6 Le congé pour soins à un membre de la famille gravement malade . Comme son nom l’indique, il s’agit d’un congé octroyé pour assurer des soins à un proche - membre de la famille ou parent jusqu’au deuxième degré. Le congé sera accordé pour une période maximale de 12 mois par patient - les interruptions doivent chaque fois être prises par période de minimum un mois et de maximum trois mois. La formule connaît un vrai boom : 4 770 bénéficiaires en 2006, 7 598 en 2009. Près de 60 % en plus.
7 Le congé de maternité. C’est un congé qui se compose au moins d’une semaine avant la date présumée de l’accouchement et de 9 semaines après. Il peut être prolongé dans certains cas (naissances multiples, etc.). Signe d’un regain de vigueur de la natalité dans le pays, il connaît lui aussi un succès croissant ces dernières années : 85 595 en 2006, 91 665 en 2008 (+ 12 %).
8 L’écartement prophylactique . Les travailleuses exposées à certains risques dans l’entreprise - c’est notamment le cas des institutrices ou des infirmières - doivent être écartées de leur service dès qu’elles apprennent leur grossesse et ce, jusqu’à la fin du risque. Leur nombre a cru de 4,5 % entre 2006 (15 602) et 2008 (16 311).
9 Le congé d’allaitement. Les femmes qui allaitent peuvent demander un congé pour la partie qui excède leur congé de maternité jusqu’à la fin du cinquième mois d’allaitement. Elles étaient 12 279 en 2006 et 13 164 en 2008. Soit une hausse de 2,7 %.
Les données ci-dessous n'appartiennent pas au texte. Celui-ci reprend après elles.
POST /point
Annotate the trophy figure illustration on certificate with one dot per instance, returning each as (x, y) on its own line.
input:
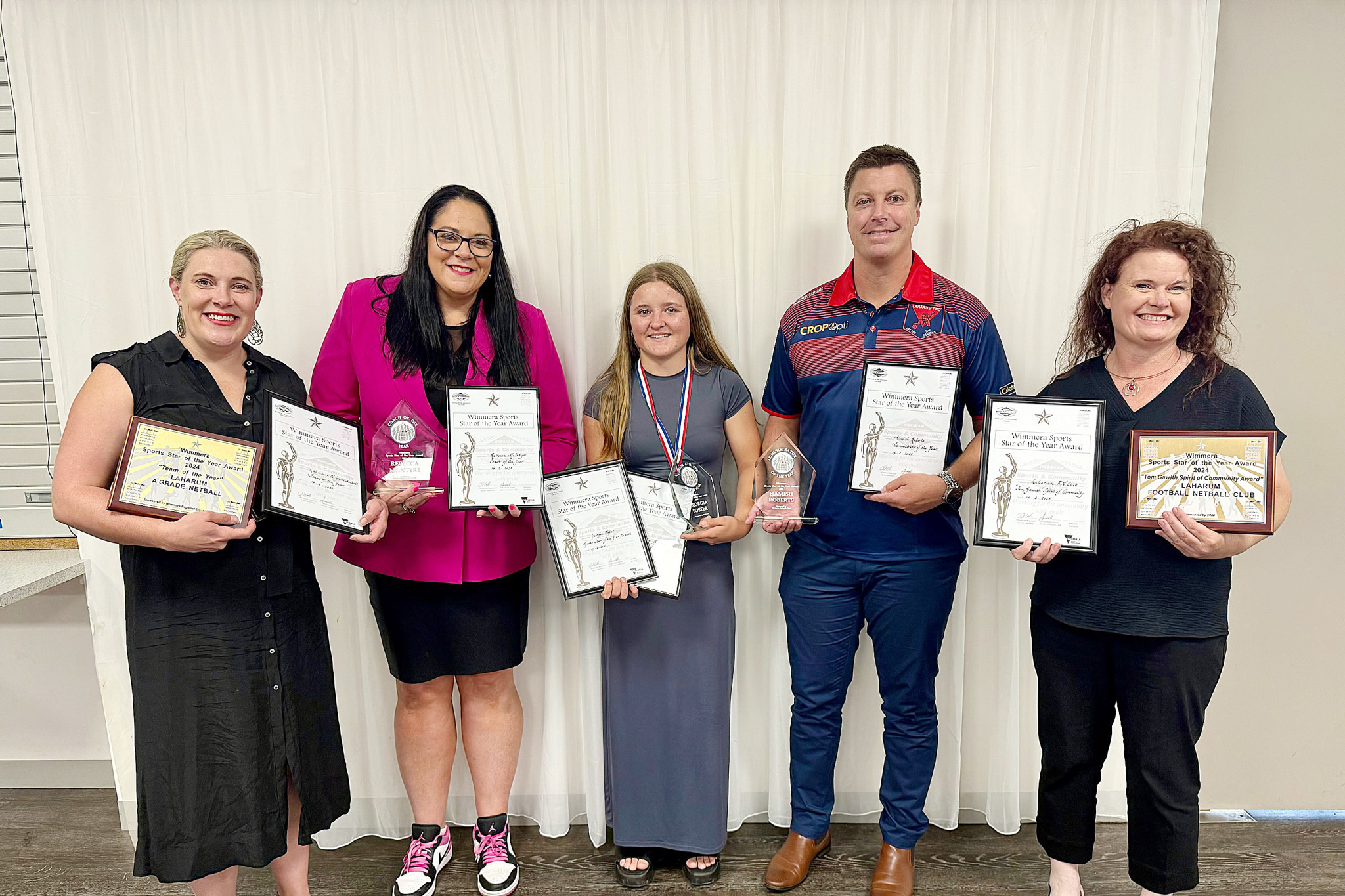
(1002, 494)
(464, 468)
(871, 449)
(286, 473)
(572, 551)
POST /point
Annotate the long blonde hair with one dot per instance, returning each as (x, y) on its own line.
(613, 386)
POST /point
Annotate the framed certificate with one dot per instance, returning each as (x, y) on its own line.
(495, 448)
(595, 528)
(904, 422)
(315, 469)
(1223, 479)
(663, 528)
(171, 471)
(1040, 472)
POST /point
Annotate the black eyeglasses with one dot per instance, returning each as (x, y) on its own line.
(479, 246)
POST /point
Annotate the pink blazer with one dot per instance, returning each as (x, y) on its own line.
(354, 378)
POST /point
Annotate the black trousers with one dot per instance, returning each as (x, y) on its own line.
(1161, 687)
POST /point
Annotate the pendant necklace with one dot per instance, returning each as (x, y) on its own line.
(1132, 386)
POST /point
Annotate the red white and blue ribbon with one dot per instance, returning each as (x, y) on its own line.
(681, 426)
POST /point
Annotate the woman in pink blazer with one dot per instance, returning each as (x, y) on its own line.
(449, 587)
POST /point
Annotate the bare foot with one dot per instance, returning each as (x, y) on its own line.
(1064, 879)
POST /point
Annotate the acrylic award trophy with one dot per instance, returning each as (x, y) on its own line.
(403, 453)
(703, 501)
(783, 484)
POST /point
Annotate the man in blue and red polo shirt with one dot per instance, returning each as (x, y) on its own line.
(888, 561)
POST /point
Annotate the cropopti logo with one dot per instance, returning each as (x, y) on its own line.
(813, 330)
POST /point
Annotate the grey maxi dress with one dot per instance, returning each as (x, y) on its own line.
(667, 666)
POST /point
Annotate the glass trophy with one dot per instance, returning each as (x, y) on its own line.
(403, 452)
(699, 496)
(783, 482)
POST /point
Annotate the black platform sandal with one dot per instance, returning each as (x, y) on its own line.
(701, 876)
(634, 879)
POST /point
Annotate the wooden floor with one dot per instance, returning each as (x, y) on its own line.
(68, 843)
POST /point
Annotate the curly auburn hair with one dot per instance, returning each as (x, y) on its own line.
(1208, 331)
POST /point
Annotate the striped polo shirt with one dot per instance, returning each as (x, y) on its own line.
(820, 352)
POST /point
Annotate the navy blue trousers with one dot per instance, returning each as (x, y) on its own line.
(906, 606)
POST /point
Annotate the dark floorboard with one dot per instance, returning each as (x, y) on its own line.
(68, 843)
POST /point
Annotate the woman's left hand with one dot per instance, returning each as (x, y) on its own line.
(376, 517)
(498, 513)
(720, 530)
(1196, 540)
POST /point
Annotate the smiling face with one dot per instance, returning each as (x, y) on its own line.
(659, 323)
(459, 274)
(1151, 300)
(881, 213)
(218, 297)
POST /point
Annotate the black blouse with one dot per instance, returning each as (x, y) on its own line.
(171, 386)
(1137, 584)
(231, 664)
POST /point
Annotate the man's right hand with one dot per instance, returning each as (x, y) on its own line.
(205, 532)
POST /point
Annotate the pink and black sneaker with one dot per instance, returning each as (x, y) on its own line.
(496, 867)
(431, 849)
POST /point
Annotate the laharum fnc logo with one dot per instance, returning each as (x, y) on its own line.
(925, 320)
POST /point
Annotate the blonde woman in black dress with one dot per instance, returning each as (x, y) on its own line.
(238, 754)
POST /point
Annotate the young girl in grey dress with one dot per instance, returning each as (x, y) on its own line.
(667, 664)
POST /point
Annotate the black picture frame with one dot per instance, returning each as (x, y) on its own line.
(635, 515)
(449, 427)
(858, 416)
(269, 507)
(993, 402)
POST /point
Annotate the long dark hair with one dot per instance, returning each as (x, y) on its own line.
(414, 330)
(1208, 331)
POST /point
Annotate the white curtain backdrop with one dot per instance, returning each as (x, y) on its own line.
(607, 135)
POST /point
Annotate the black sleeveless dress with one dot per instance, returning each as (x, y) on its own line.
(231, 666)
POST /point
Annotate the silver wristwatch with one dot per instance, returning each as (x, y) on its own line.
(954, 489)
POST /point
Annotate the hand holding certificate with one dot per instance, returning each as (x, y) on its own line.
(1040, 472)
(595, 528)
(662, 505)
(317, 471)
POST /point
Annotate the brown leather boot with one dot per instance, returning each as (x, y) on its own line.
(894, 875)
(794, 860)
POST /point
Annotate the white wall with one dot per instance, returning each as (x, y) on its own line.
(1274, 192)
(53, 731)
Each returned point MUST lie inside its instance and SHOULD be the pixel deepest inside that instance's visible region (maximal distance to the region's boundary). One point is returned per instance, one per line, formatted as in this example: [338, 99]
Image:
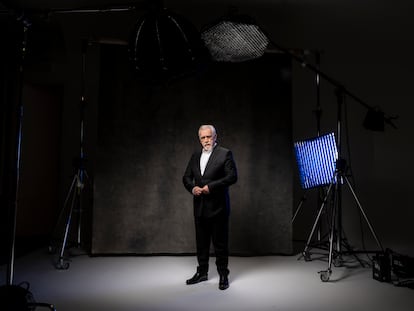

10 Les pauses d’allaitement. Les travailleuses qui ont accouché peuvent demander des pauses d’une demi-heure par prestation de 4 heures de travail pour allaiter leur enfant. Ce droit est accordé jusque 7 mois après l’accouchement. En 2006, l’Onem recensait 588 bénéficiaires. En 2008, il y en a eu 841. Le bond, spectaculaire, est de 31 %.
11 Le congé de paternité. Un travailleur peut s’absenter durant 10 jours à la naissance d’un enfant dont il est le père. Ce droit est à faire valoir dans les 4 mois suivant l’accouchement. Entre 2006 et 2008, le nombre de bénéficiaires a augmenté de 5 747 unités, soit une progression de 10 %, pour arriver à un total de 61 246 personnes.
12 Le congé d’adoption. Les parents qui adoptent peuvent prendre 6 semaines de congé si l’enfant est âgé de moins de 3 ans ou 4 semaines de congé s’il a plus de 3 ans. C’est le seul congé qui a connu une diminution du nombre de bénéficiaires : 237 en 2006 et 221 en 2008 (- 7 %).